Une évidence, sans doute tant ce film est l’incarnation même du cinéma, enivrant, fiévreux. Robert De Niro y jette magnifiquement toutes les nouvelles bases de l’art de l’acteur, créant un nouveau modèle pour des générations à venir.
Les prix partagés laissent souvent un goût amer, d’entre-deux timoré. Mais si l’on avait dû trancher, en 1980, entre ces deux-là, eh bien, nous en aurions été bien incapables…D’un côté, un drame sublime sur les coulisses de la vie créative, et de l’autre un genre de western dans le Japon du XVIème siècle, aux accents shakespeariens. Leurs approches ne sont jumelles que dans leur ambition narrative, la complexité des protagonistes, et l’amour qu’elles témoignent pour le cinéma, ce geste précieux.
« Une bête, il faudrait être une bête pour ne pas être ému par la dernière scène de "Paris, Texas » : ainsi débutait le texte que Serge Daney consacrait au film. Difficile de faire plus concis et éloquent que cette phrase, difficile de mieux dire ce qui anime Paris, Texas, porté par une émotion sourde, pudique, tout en silences et béances. La sublime musique de Ry Cooder, le regard dévasté de Harry Dean Stanton, la grâce de Nastassja Kinski, la lumière du grand Robby Müller : ce film est assurément fondateur de la cinéphile de toute une génération, qui a su transmettre sa passion aux suivantes.

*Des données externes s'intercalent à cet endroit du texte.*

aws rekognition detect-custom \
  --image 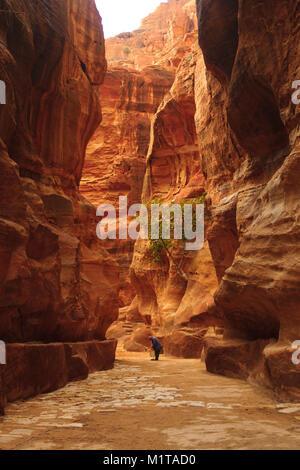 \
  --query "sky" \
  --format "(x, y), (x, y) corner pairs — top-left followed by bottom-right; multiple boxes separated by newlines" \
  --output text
(96, 0), (167, 39)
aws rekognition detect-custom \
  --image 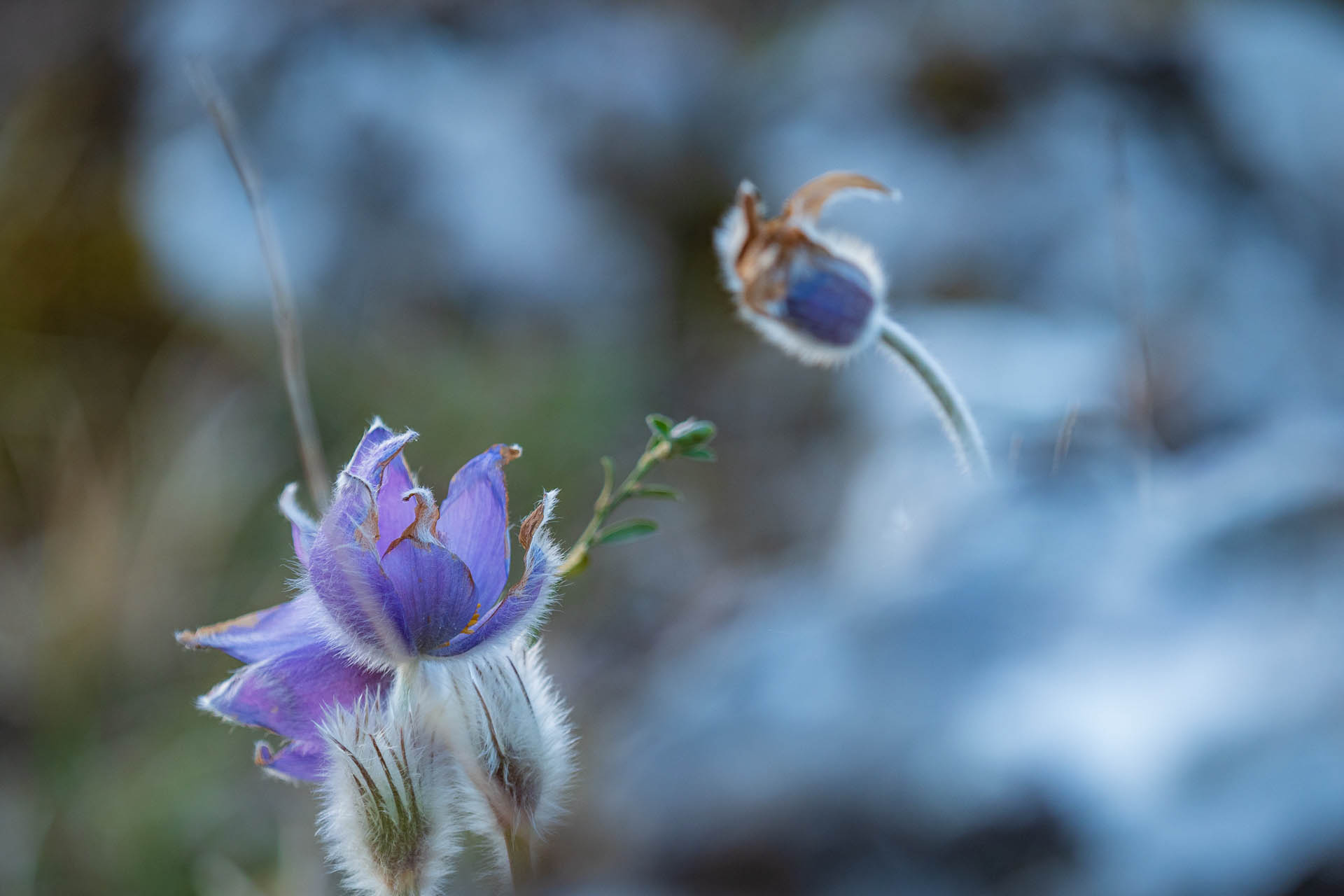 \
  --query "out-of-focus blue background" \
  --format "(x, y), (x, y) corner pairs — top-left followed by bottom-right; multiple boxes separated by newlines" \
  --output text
(0, 0), (1344, 896)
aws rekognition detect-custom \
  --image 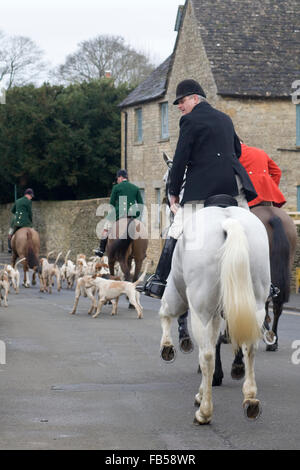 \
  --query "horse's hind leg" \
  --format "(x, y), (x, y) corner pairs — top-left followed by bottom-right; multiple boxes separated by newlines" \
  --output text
(212, 335), (224, 387)
(231, 348), (245, 380)
(23, 261), (30, 287)
(159, 301), (176, 362)
(192, 312), (221, 424)
(243, 345), (261, 420)
(266, 300), (283, 351)
(177, 310), (194, 353)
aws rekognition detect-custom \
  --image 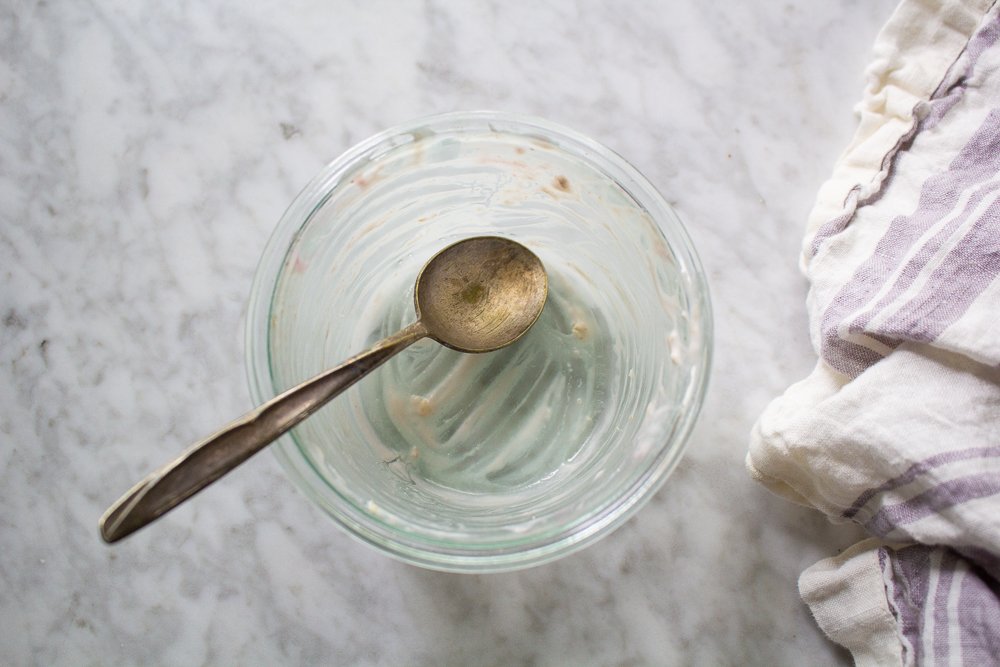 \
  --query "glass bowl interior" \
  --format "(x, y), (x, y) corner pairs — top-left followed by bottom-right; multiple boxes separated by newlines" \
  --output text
(247, 112), (711, 571)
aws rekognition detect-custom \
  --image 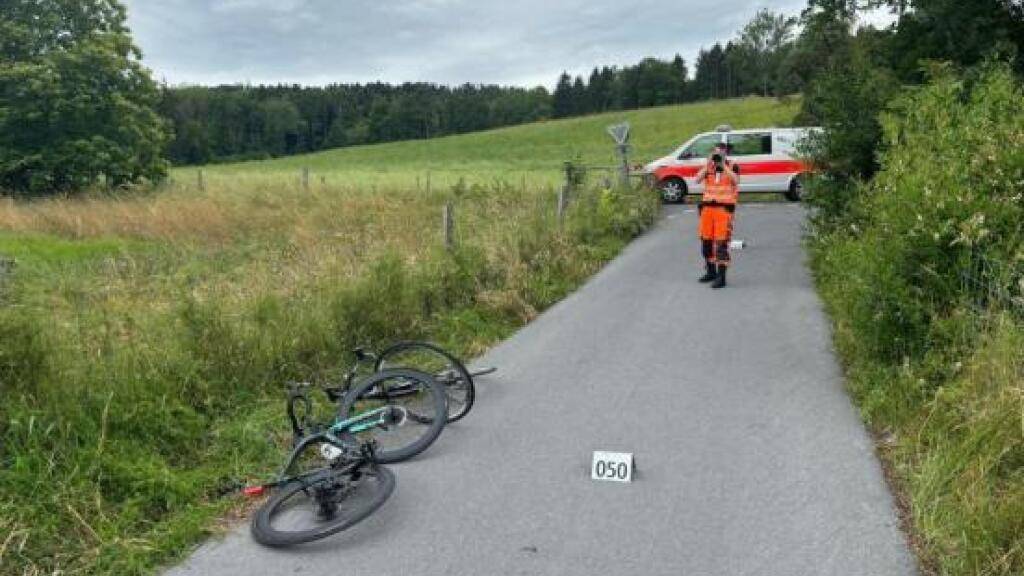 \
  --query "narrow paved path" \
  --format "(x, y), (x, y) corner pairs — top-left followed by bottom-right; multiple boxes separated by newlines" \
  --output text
(171, 204), (914, 576)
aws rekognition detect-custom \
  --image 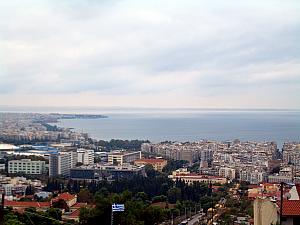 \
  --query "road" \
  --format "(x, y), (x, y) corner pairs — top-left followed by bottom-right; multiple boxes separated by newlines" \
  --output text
(188, 213), (205, 225)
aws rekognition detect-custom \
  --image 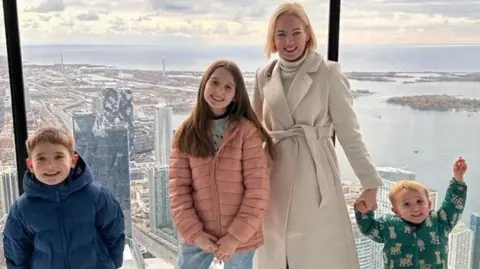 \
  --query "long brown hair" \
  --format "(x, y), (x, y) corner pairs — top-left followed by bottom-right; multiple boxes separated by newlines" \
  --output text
(175, 60), (274, 158)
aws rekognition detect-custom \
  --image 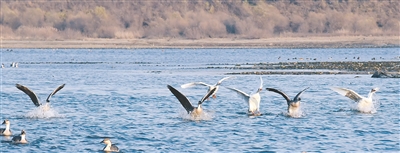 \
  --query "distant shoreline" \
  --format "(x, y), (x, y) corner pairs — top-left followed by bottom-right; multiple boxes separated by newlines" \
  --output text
(0, 36), (400, 49)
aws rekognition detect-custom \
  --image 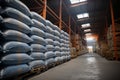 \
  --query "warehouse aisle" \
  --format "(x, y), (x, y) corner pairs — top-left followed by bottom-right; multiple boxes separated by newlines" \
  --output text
(29, 53), (120, 80)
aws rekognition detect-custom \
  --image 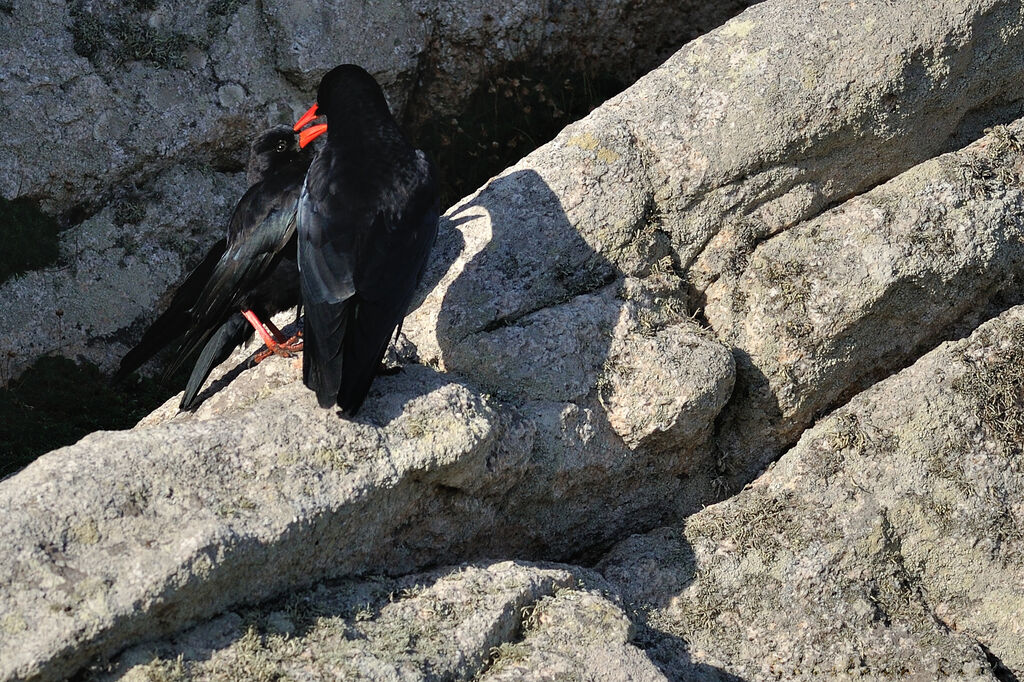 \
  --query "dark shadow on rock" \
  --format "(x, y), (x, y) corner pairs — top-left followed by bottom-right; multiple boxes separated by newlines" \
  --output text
(437, 170), (622, 356)
(595, 527), (743, 682)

On se demandera toujours pourquoi donc le public a sifflé lors de l’annonce de la remise de la récompense suprême. On se demandera toujours aussi pourquoi le cinéma de Pialat nous bouleverse d’un bout à l’autre de sa filmographie - la trame mystique de cette œuvre nous invitant justement à nous interroger sur les ressorts de la relation que l’on entretient avec un cinéaste, au fil des années. La profondeur sans affectation de sa démarche, la puissance de son regard de cinéaste, sa capacité à percer les conventions-baudruches, son génie pour diriger des interprètes hors normes pour les pousser au-delà des limites de leurs talents : on peut imaginer que tout cela fonde notre attachement….Face aux sifflets, poing tendu, il répondit : « Je ne vais pas faillir à ma réputation : je suis surtout content ce soir pour tous les cris et les sifflets que vous m'adressez. Et si vous ne m'aimez pas, je peux vous dire que je ne vous aime pas non plus. »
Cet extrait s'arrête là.